For a lot of people the traditional time to set a goal is New Year’s Day. However you do not necessarily need to wait until the start of the year to make a new start for yourself! In effect you can set yourself goals and give yourself the best chance of achieving them. Little steps can make a massive difference!
Big Picture v Small Steps
There is no shame in dreaming big! Most people have some kind of big ambition they wish to achieve. The problem is that people often get demotivated if they do achieve an ambition at a certain time. For example instead of saying “I would like to make money as a professional singer” they say to themselves “If I don’t get a number 1 album by the time I am 30 then I have failed as a person.”
It is also a matter of perspective. As well as thinking about yourself think about what you want to do for other people. For example if you want to provide for your family then you need to think about whether your current job is giving you that. Equally you have to think about whether you are personally satisfied and what you would rather do instead.
This is where the small steps come in. You need to build up in order to make a change. For example if you want to become an actor then you cannot simply turn up at a studio and beg for a job. You would need to go to a drama school or get work as an extra. As you build up your experience this would then allow you to contact an agent.
Do Not Fear Failure
One thing that puts people off is a very scary F word “failure”. If you want to achieve something the fear of what could go wrong can often stop people trying to do something new in the first place. Do not be that person!

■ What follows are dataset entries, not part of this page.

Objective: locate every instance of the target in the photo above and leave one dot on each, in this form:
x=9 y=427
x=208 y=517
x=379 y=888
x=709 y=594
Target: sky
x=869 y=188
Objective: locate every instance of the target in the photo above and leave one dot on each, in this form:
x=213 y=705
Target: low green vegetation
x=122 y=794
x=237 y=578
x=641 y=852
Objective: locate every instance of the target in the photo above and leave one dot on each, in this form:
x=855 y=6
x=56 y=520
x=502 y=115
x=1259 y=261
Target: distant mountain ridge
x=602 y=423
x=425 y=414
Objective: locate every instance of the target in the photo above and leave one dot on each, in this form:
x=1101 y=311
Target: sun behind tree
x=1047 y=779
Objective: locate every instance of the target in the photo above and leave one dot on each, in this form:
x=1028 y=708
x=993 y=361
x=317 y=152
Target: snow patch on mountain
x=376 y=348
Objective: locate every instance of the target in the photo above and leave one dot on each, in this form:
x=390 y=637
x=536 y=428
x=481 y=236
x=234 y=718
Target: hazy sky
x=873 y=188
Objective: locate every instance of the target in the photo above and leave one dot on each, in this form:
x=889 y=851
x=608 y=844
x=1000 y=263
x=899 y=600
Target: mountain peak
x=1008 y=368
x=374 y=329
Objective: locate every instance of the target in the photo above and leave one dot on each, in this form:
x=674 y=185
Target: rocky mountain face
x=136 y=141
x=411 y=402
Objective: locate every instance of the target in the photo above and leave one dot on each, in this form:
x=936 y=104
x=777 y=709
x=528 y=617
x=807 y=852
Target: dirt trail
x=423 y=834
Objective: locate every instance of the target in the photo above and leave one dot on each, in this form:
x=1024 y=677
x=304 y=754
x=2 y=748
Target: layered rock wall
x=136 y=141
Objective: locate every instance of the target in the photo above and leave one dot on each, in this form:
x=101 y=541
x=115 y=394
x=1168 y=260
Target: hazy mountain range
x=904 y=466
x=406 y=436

This is why the best method is to break your big goal into small chunks. One noted method is what is known as the SMART method-
S= Make the goal specific. Do not just say “I want to lose weight”. Say “I want to lose weight before summer” or “I will go to an evening exercise class*. This will make it easier to achieve the goal.
M= Make the goal easy to measure. For example if you want to cut down on drinking don’t just say “I will drink less.” Say “I will only drink at the weekends” or “I will only drink alcohol twice a week.”
A= A goal should be attainable. If you are a writer concentrate on getting your work finished rather than say “I will write the next Great Gatsby!”
R= Is the goal you set yourself relevant? Sometimes people can get distracted by things that ultimately are not important in terms of the overall bigger picture. Think about what is relevant and what is wasting your time!
T= Think of your goals in terms of time. Be realistic- You will not be an admiral in the Navy in a year but it may be possible to join the Navy and get trained up in that time. You may then say “In ten years’ time I aim to get the highest rank possible.”
You need to consider what goal is most important to you. The chances are you will not be able to achieve everything you set out to do. Therefore focus on what is most important to you in a particular moment.
For example if you are unemployed then you should focus your energy on getting a job. Getting new qualifications, working on your resume and interview technique would all help with this. This doesn’t stop you joining an evening exercise class or learning how to paint but you do have to consider what is most constructive at each particular point.
Goals and targets change over time. This doesn’t mean you always excuse anything by saying “I have missed my own personal deadline” or “I’m too old”. What it does mean is that sometimes you may have to adapt.
For example if you are in your mid 40s then the chances are you will not be able to become a pacy winger for a soccer team. But this would not stop you becoming a coach for a youth team or volunteering to help run a local community project.
In short if you are willing to put in time and effort you can achieve your goals. Remember you do not need to wait until the New Year to make a new difference in your life!